衆議院憲法審査会が開催され、平成29年7月に衆議院憲法審査会委員をメンバーとする衆議院欧州各国憲法及び国民投票制度調査議員団が、イギリス、スウェーデン及びイタリア等における憲法及び国民投票制度に関する調査の結果が報告されました。
イタリアにおいて、上院の権限を大幅に縮小する憲法改正案に対する国民投票おこなわれ、その結果憲法改正案が否決されたという事例について説明がされました。イタリアの憲法上、上下両院で可決された今回の憲法改正案について国民投票に付する必要はなかったのですが、改正の民主的手続きの正当性を高めるために敢えて実施されたものです。
事前の国民意識調査の段階では、改正案支持が多数でしたが、その後の政局に流されて、レンツィ首相が進退を賭ける旨の発言までしたことと相まって、結果的にレンツィ政権への信任投票のようになってしまったことが、否決の原因だと評価されています。

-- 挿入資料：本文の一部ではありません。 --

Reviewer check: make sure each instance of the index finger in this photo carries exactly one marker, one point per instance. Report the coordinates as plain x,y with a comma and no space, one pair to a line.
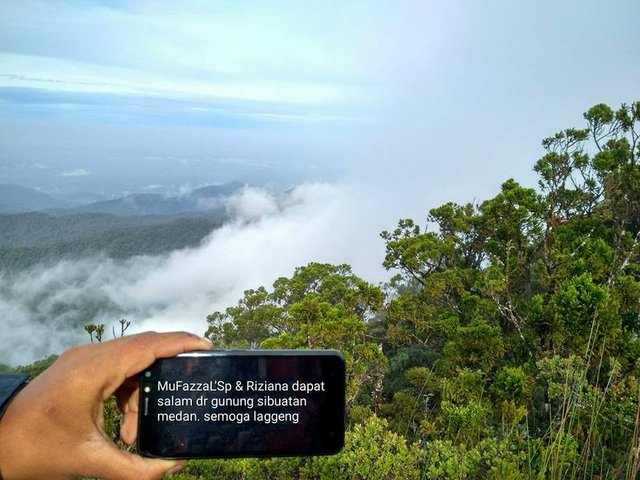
132,354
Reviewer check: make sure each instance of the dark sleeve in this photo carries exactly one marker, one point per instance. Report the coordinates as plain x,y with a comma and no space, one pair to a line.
10,385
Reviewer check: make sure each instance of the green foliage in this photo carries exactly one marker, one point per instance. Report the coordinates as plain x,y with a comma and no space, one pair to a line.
506,347
371,452
320,306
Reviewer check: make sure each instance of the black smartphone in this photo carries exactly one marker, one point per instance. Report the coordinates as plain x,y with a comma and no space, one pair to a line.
243,403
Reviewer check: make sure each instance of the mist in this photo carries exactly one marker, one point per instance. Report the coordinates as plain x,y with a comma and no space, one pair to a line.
44,308
398,109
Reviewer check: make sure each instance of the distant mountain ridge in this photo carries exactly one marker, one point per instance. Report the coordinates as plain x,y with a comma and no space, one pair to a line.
17,199
27,239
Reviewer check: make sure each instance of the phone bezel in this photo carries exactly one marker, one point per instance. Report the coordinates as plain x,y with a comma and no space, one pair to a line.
144,381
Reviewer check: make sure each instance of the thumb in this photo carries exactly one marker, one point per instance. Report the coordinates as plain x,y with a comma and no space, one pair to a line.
111,463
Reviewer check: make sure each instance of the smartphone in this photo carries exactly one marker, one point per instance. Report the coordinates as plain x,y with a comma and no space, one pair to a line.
243,403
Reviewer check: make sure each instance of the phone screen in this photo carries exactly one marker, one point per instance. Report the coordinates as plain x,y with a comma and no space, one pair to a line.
243,403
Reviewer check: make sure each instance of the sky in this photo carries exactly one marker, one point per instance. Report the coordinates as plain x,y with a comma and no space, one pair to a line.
370,111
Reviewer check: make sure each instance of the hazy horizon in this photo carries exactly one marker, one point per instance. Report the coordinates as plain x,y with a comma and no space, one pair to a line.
369,111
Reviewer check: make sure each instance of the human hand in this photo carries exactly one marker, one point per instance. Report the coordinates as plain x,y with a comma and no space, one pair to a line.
54,427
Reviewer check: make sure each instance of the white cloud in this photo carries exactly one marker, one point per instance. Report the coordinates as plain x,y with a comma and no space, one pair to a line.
270,238
79,172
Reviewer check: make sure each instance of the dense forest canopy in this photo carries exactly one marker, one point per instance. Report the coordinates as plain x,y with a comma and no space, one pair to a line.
506,346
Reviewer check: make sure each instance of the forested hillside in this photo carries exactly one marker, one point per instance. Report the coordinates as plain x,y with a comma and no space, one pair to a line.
506,346
27,239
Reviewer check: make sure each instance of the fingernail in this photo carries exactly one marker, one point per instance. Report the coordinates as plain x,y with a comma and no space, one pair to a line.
175,469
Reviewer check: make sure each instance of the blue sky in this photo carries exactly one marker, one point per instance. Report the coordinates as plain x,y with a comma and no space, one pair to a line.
119,96
384,109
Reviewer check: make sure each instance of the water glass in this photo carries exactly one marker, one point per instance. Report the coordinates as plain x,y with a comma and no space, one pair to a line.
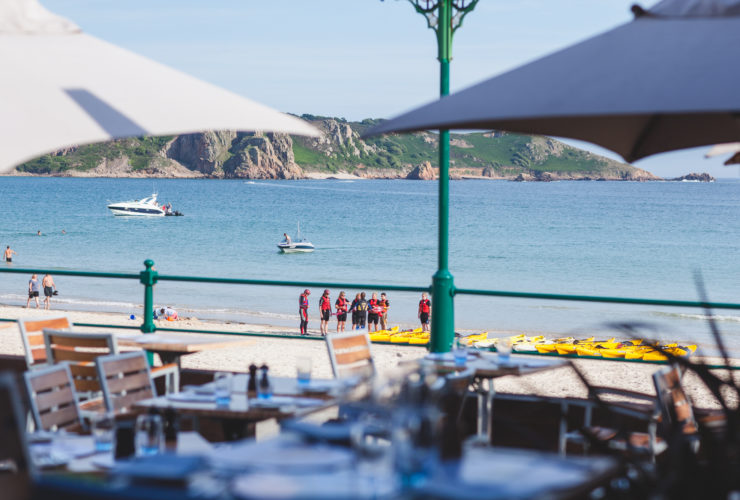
149,435
222,382
503,347
103,431
303,371
460,352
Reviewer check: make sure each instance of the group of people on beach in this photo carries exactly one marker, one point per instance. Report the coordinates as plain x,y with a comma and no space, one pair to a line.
34,289
371,313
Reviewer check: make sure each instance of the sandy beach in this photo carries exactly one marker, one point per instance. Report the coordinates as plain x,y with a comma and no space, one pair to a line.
280,355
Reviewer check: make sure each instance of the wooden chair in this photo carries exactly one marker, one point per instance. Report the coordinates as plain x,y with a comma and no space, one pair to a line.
350,354
33,339
51,392
80,350
125,379
15,465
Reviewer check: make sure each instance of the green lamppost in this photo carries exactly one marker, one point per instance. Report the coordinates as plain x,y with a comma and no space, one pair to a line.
444,17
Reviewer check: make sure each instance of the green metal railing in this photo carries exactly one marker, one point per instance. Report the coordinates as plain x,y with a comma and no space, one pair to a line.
150,277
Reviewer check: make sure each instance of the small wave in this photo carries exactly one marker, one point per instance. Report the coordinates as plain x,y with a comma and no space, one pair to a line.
700,317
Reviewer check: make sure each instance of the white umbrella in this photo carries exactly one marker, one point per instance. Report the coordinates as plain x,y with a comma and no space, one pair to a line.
721,149
664,81
60,87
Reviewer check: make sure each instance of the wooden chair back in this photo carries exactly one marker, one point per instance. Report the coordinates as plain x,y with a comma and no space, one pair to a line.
80,350
350,354
125,379
33,338
675,406
53,399
15,464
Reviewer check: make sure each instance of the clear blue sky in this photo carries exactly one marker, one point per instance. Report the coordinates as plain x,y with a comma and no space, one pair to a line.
353,58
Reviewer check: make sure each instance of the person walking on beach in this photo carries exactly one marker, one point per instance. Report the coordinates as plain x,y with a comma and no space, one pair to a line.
425,307
384,303
355,314
303,310
361,311
325,312
341,306
8,254
373,313
33,290
49,286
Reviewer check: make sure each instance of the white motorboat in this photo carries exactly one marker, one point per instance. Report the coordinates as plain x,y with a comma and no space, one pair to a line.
146,207
298,245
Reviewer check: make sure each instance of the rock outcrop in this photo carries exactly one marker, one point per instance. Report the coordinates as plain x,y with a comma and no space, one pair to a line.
694,177
423,172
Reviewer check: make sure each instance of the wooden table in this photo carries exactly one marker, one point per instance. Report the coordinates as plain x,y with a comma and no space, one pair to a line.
488,367
239,417
171,348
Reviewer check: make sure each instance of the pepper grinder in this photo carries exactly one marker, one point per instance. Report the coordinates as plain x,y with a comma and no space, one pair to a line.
252,381
264,390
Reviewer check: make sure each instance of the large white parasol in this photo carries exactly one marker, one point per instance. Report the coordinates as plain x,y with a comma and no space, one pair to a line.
662,82
60,87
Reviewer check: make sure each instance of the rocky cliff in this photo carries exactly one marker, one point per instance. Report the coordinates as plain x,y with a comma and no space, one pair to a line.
339,150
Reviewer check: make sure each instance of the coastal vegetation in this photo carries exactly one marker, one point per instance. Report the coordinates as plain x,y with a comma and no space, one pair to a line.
340,149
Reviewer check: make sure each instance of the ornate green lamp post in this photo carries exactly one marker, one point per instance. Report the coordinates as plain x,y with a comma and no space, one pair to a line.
444,17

我が国において、野党が安倍政権のもとでの憲法改正は認められないと主張していることについて、本来は改正する内容こそが問題なのであって、いかなる政権が推進するかを問題とするのはおかしいはずです。しかし、現実的には当該政権の評価を抜きにして、憲法改正はなし得ないということになり、憲法改正のハードルがたいへん高いことを感じさせられます。
それでも、憲法審査会委員としてしっかり取り組みます。